I'm studying in some detail opaque-enum-declarations and elaborated-type-specifiers for a few days already, and I really would like somebody to confirm this. GCC and VS2013 don't compile this code (clang does) and I believe clang is in accordance with §7.1.6.3/1, as enum E is an elaborated-type-specifier that is not the sole constituent of the declaration enum E e = E::b;. Is my analysis correct?

#include <iostream>
enum class E : char {a = 'a', b};
int E;
enum E e = E::b;        // Doesn't compile in GCC and VS2013
int main()
{
    std::cout << (char)(e) << '\n';
}

Second part:

The snippet below, which is very similar to the one above, doesn't compile. I understand why it doesn't (the elaborated-type-specifier enum E is the sole constituent of the declaration enum E; and §7.1.6.3/1 doesn't allow this). What I'd like to know is why can't the compiler accept this construction?

#include <iostream>
enum class E : char {a = 'a', b};
int E;
enum E;                 // This doesn't compile.
E e = E::b;        
int main()
{
    std::cout << (char)(e) << '\n';
}

Answer 1

N4140 [basic.scope.hiding]/2:

A class name (9.1) or enumeration name (7.2) can be hidden by the name of a variable, data member, function, or enumerator declared in the same scope. If a class or enumeration name and a variable, data member, function, or enumerator are declared in the same scope (in any order) with the same name, the class or enumeration name is hidden wherever the variable, data member, function, or enumerator name is visible.

It would appear the the declaration of int E hides the name of the enumeration E in the global scope after the int's point of declaration. However, the name E::b is a qualified-id with nested-name-specifier of E::, so the rules for qualified name lookup apply.
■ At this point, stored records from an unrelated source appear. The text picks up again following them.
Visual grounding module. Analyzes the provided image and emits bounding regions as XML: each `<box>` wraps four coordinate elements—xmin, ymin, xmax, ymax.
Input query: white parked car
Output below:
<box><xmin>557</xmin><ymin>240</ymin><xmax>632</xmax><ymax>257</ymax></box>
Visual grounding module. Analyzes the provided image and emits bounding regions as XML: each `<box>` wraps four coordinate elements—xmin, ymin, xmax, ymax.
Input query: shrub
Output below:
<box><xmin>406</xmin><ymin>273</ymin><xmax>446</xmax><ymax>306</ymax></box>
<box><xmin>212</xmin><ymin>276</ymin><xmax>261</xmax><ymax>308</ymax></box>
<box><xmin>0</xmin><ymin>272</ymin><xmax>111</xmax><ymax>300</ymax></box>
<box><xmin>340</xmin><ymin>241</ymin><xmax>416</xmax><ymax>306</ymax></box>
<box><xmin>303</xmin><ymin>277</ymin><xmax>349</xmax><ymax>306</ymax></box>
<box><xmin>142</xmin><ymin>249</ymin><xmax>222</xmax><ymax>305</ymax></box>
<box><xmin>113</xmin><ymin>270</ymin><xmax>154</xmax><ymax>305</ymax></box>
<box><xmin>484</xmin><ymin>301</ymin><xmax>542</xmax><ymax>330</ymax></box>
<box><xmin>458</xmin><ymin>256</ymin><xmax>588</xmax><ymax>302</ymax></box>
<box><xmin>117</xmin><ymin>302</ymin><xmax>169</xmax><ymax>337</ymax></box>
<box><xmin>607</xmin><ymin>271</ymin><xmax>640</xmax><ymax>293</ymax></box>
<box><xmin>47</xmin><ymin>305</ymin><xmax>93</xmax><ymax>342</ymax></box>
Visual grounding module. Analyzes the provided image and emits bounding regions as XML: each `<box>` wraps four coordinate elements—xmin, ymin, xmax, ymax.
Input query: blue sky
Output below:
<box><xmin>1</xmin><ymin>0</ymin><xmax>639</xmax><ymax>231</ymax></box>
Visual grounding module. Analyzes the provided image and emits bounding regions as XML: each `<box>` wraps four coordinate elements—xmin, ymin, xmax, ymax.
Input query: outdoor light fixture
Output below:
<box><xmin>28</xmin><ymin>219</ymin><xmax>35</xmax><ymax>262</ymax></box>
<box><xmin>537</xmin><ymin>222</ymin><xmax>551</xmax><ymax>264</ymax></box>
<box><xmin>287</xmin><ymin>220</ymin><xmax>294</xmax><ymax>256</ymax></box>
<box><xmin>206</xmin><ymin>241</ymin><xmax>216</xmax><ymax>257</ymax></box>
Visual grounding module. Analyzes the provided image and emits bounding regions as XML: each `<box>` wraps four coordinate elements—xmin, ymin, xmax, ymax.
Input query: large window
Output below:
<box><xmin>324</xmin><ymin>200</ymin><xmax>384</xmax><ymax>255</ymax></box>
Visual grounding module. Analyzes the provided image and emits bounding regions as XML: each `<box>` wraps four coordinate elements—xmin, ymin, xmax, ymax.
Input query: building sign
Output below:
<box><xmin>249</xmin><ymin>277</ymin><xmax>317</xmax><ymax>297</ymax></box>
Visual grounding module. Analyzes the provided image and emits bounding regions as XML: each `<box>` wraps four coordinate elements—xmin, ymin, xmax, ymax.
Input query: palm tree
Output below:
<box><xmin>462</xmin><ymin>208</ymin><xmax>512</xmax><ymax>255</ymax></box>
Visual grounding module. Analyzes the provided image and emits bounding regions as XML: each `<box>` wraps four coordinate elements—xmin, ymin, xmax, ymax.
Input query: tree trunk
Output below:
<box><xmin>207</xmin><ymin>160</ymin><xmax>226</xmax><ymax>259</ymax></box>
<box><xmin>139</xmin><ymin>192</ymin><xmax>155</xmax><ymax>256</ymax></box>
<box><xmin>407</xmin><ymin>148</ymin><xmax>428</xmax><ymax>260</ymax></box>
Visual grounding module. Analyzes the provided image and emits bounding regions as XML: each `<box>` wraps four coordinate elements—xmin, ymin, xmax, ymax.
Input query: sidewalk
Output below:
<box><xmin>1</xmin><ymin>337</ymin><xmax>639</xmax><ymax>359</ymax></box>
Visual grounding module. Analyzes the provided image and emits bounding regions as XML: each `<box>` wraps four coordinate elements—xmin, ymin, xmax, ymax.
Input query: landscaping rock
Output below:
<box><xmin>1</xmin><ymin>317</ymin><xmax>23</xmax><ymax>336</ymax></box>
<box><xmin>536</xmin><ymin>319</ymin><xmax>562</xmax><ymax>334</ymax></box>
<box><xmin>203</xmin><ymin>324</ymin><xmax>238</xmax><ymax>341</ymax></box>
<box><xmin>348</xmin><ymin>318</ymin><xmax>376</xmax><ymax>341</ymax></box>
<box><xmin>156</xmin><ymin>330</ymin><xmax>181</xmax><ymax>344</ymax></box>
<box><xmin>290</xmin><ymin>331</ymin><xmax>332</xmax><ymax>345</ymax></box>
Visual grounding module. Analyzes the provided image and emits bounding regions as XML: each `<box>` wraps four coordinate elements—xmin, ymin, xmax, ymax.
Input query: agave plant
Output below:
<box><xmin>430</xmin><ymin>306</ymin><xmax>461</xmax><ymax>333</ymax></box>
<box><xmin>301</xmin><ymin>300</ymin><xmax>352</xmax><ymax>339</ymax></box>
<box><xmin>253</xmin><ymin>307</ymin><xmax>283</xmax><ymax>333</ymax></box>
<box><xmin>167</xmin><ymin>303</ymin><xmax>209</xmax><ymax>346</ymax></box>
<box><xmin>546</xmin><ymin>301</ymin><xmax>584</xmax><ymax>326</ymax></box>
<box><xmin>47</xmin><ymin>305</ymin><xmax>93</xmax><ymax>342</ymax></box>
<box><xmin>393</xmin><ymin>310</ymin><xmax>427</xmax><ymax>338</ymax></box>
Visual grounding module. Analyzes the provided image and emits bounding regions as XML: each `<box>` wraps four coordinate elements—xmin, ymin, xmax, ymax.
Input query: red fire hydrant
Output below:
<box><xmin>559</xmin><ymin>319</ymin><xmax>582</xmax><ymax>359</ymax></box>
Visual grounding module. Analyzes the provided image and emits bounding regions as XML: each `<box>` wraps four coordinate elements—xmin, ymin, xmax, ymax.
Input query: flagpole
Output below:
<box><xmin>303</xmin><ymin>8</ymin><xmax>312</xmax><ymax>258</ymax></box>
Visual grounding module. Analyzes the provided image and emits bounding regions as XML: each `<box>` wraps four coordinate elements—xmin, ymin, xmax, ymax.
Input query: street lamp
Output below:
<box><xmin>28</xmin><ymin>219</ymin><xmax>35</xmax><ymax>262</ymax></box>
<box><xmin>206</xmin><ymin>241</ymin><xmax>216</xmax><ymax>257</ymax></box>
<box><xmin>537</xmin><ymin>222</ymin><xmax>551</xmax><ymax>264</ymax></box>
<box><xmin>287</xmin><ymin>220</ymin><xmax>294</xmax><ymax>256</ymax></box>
In particular, [basic.lookup.qual]/1:

The name of a class or namespace member or enumerator can be referred to after the :: scope resolution operator (5.1) applied to a nested-name-specifier that denotes its class, namespace, or enumeration. If a :: scope resolution operator in a nested-name-specifier is not preceded by a decltype-specifier, lookup of the name preceding that :: considers only namespaces, types, and templates whose specializations are types. [emphasis added.] If the name found does not designate a namespace or a class, enumeration, or dependent type, the program is ill-formed.

So clang is conforming, GCC and MSVC are not.